Welcome to WebmasterWorld Guest from 50.17.117.221

Message Too Old, No Replies

Google ignores the meta robots noindex tag.

Thousands of pages show that tag in the Google cache!

     
12:27 am on Jun 14, 2006 (gmt 0)

Senior Member

WebmasterWorld Senior Member g1smd is a WebmasterWorld Top Contributor of All Time 10+ Year Member Top Contributors Of The Month

joined:July 3, 2002
posts:18903
votes: 0


How many people have noticed the many thousands of Supplemental pages with a 2005 June or July cache date that have been indexed, show in the SERPs with a full title and description, rank, and have a <meta name="robots" content="noindex"> tag both on the live page and in the old cached copy linked from the SERPs.

Oh yeah! There are thousands of them. Now that is a programming bug.

.

Obviously when you place the <meta name="robots" content="noindex"> tag on a page, you expect that the page will be spidered, but not indexed. But if Google keeps no data about that URL, they will never "remember" anything about that URL, and will return every few minutes to "discover" the content, again and again.

However, when you think about it, Google must keep a copy of that page internally so that they can tell when the content has changed, and so that they know where that page links to, and so that they know the index/noindex status of the page.

Such a page should never appear in search results, ever.

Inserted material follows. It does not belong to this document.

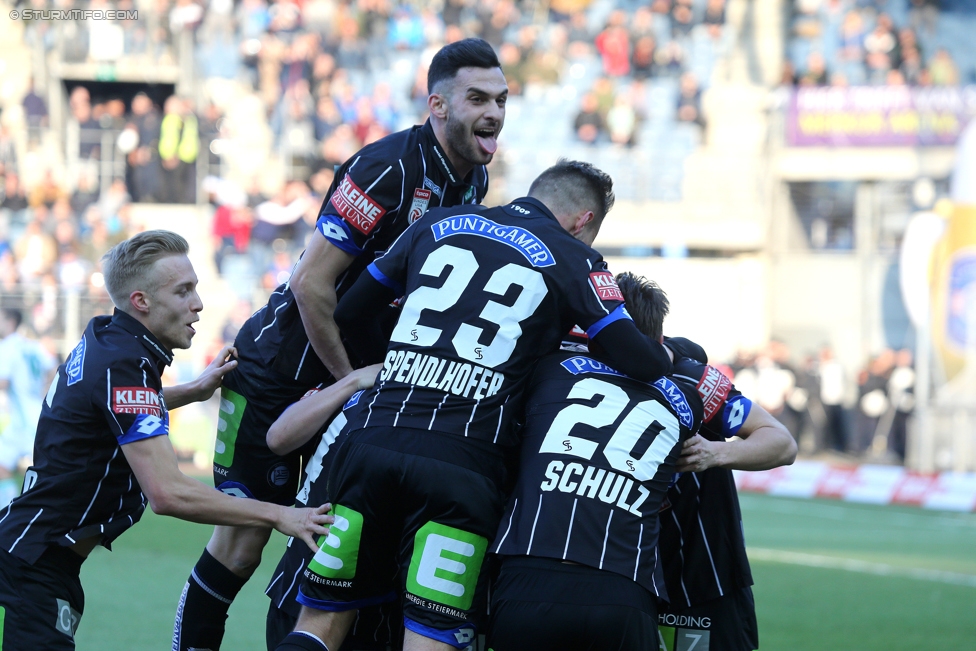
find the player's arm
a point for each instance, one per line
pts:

Well, now they do, and in very large numbers; all (so far) marked as Supplemental Results, and with cache dates from a year ago.

It appears that something in their system is forgetting to check the index/noindex status of the pages in their database and is showing them all in the SERPs whatever their status.

I first noticed this yesterday; but found it on some searches that I have not done for several months. I have no idea how long this bug has been showing up... it could be several months.

10:40 pm on June 14, 2006 (gmt 0)

Full Member

10+ Year Member

joined:Aug 22, 2003
posts:333
votes: 0


Great, so in in addition to all the threads complaining that Googlebot is ignoring robots.txt, it's also ignoring meta tags? Are any pages with the noarchive meta tag showing up as supplimental results with caches?

Looks like the only sure way to stop google indexing a page is to serve Googlebot a 403 error for that page.

12:08 am on June 15, 2006 (gmt 0)

Senior Member

WebmasterWorld Senior Member 10+ Year Member

joined:June 4, 2002
posts:1785
votes: 2


I just found a benefit to the noindex meta tag being ignored by Google.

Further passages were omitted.